Citing the VA's inability to process benefits claims quickly or plan for deep cuts in personnel, plus an ingrained fear of taking action lest members of Congress or the politically powerful veterans service organizations object, the $1 million study concluded that the department's long-troubled Veterans Benefits Administration is facing a crisis that the Clinton administration soon must resolve.
``This seemingly endless and unbreakable cycle of complaint and inaction about VBA is a major problem for the secretary, and improving its performance must be a top administration priority,'' the academy report said. ``It is time for the secretary to act.''
The report suggested that any reforms must begin with ``selection of a change-agent undersecretary for benefits with a clear charge to `fix the place.' ''
VA Secretary-designate Hershel W. Gober seemed to acknowledge last week that he has gotten the warning.

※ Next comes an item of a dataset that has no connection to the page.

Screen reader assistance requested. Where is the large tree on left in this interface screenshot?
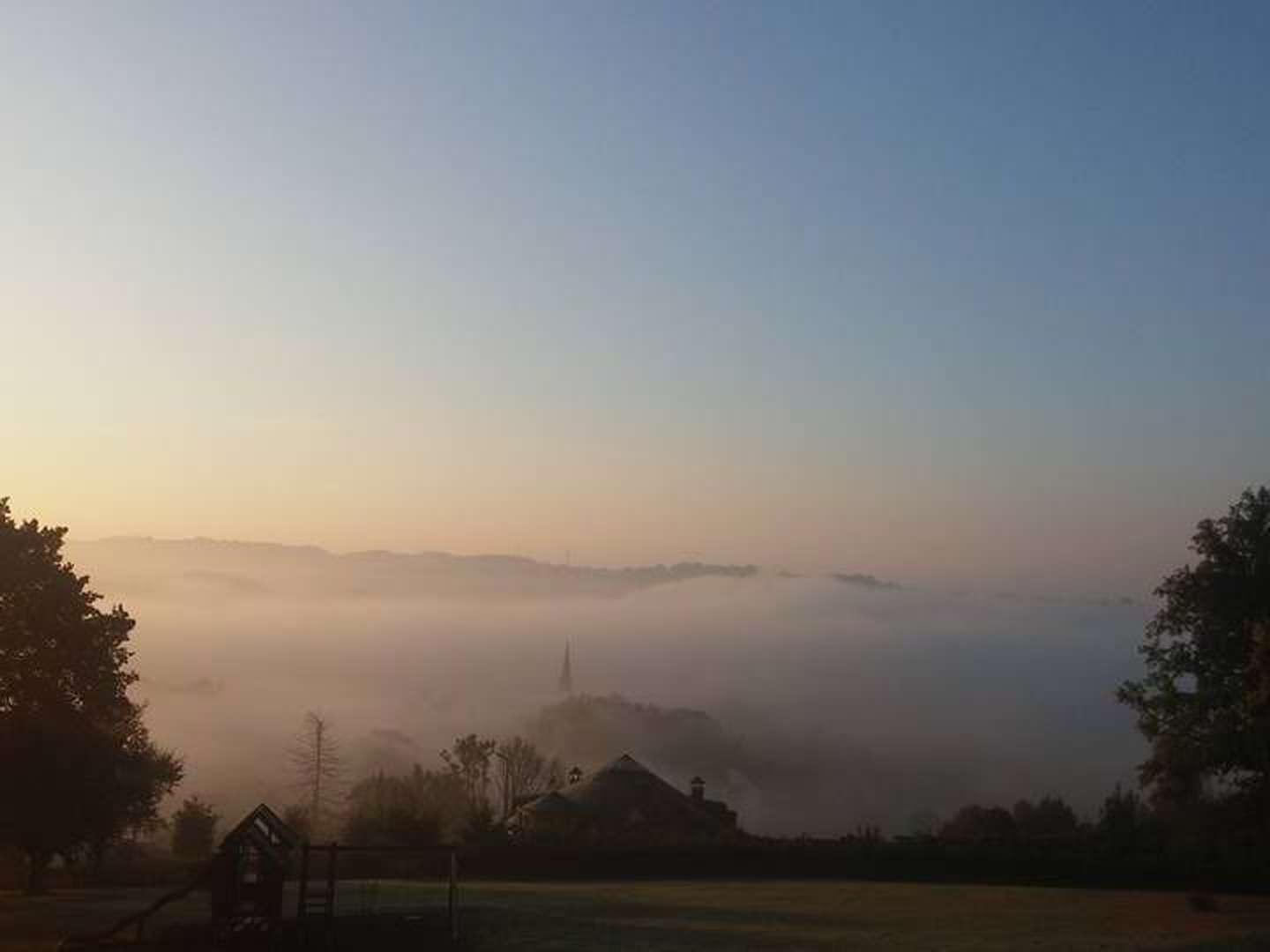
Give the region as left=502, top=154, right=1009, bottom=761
left=0, top=499, right=182, bottom=892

In a brief interview after his selection by President Clinton, Gober conceded major problems in the benefits program and said his top priority will be securing a benefits undersecretary ``to fix it.''
The report, delivered to the VA this spring, warned that harsh criticism of the benefits program in the past has failed to move the department to act and that, without a strong commitment from the administration and Congress, any reform effort may fail again.
Congress ordered the study, citing its frustration over the benefits program. The report did mention some signs of improvement at the VA, but said those efforts were ``at best . . . piecemeal, too slow in coming and not nearly comprehensive enough to overcome VBA's institutional resistance to reform.'' As problems emerge, ``executives resort to `old ways' even while acknowledging they no longer work,'' the report said.
To resolve some of the claims problems, the study urged the VA to revamp its network of 58 field offices, a politically sensitive bureaucracy with at least one ``regional VA office'' in every state.